19/02/15

Routine di Copacabana



Tornò a casa alle 7 del mattino, non era una novità. Si tolse la parrucca, le scarpe col tacco e si diresse verso il bagno a struccarsi. La serata era andata bene, al Fasano andava sempre bene. Notò che anche Alice, la coinquilina, era sveglia, vedeva la luce filtrare da sotto la porta. Condividevano uno squallido appartamento di Copacabana, minuscolo e sudicio, ma che per loro era diventata una tana in cui essere se stesse. La padrona di casa era una vecchia avida e incarognita con il mondo, al cui confronto Alëna Ivanovna era una santa donna.

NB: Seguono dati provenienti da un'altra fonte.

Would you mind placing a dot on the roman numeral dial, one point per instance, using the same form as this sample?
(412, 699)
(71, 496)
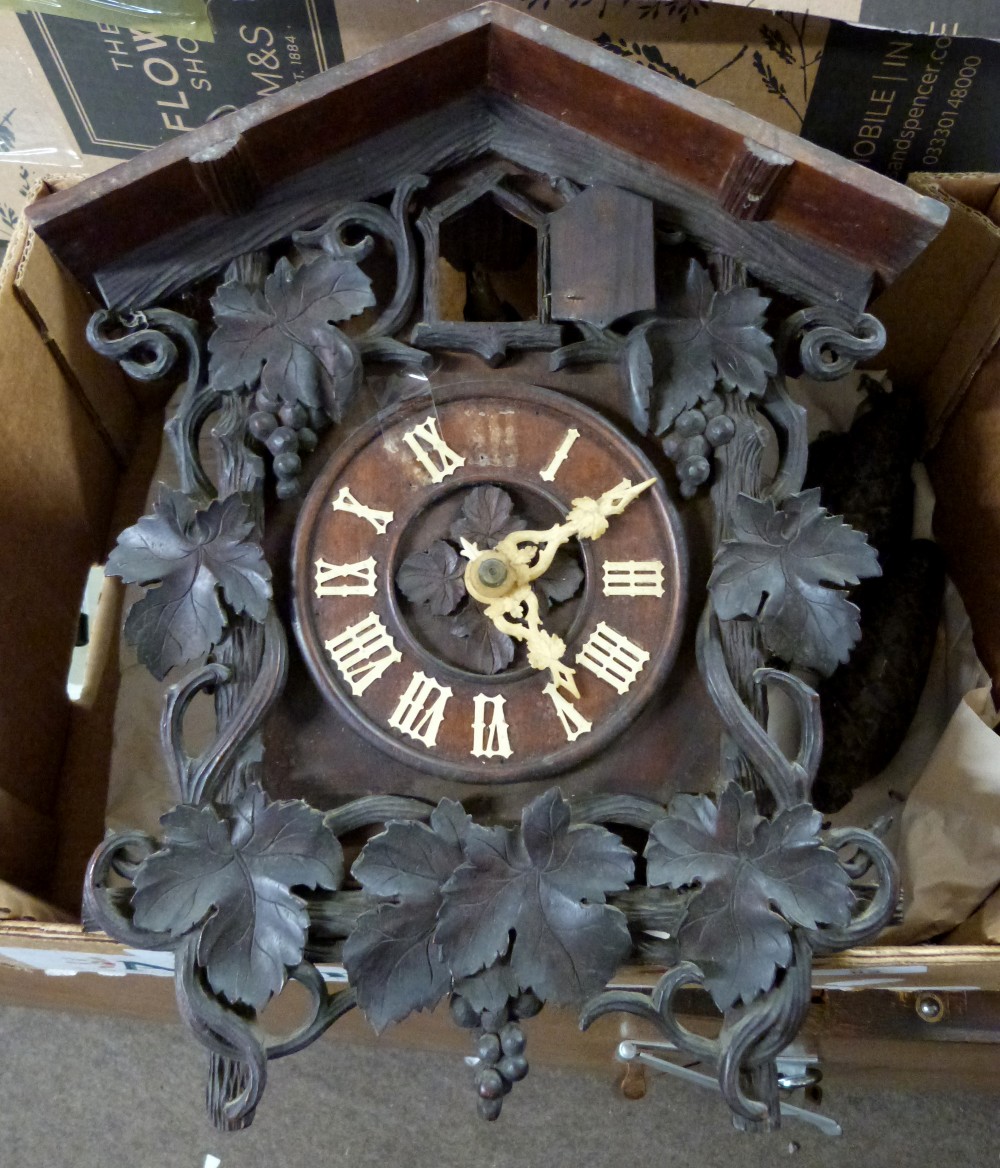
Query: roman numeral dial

Questo si potevano permettere e, in fin dei conti, non si stava così male, a due passi dalla spiaggia, quasi dirimpettaie della statua di Drummond de Andrade al posto 6.
         Aveva ancora indosso il vestito con le paillette rosse, uno dei suoi preferiti. Se lo sfilò e scivolò in doccia, sperando di lavarsi dalla pelle anche l’odore dei clienti della nottata. Un giorno torno a Bahia e la smetto con questa vita, si illudeva. Voleva bene ad Alice, avevano due stili di vita molto diversi, ma c’era qualcosa che le accomunava.
       Lei faceva l’amore per soldi, Alice per ambizione, entrambi motivi poco nobili. Alice era una cantante e l’ultima fiamma che era passata tra le sue lenzuola era un produttore a cui cercava di strappare un contratto discografico. Non gliene fregava niente di lui, fingeva spudoratamente di amarlo davanti a tutti, entrava in scena ogni volta che la portava fuori "con gli amici che contano". Era brutto come la morte e probabilmente più vecchio di suo padre. Anche lei doveva farsi la doccia sfregandosi di dosso l'odore di lui a colpi di spugna.
       Eppure non era questo che le rendeva simili. Era la solitudine. Non erano sole al mondo, avevano le famiglie, seppur lontane per entrambe, qualche amico fidato che a modo suo le amava e circondava, qualche cliente aficionado per Lúcia e gli amanti passeggeri di Alice. Ma non avevano nessuno da amare. Ed è questo che ti fa sentire più solo, in un mondo di amori di cartapesta: non il non essere amato, ma il non amare. Sentivano un bisogno disperato di amare, dell'amore nella sua forma attiva, e non passiva, l'unica arma per sconfiggere la solitudine. Perché l'essere amati, da solo, a volte non basta.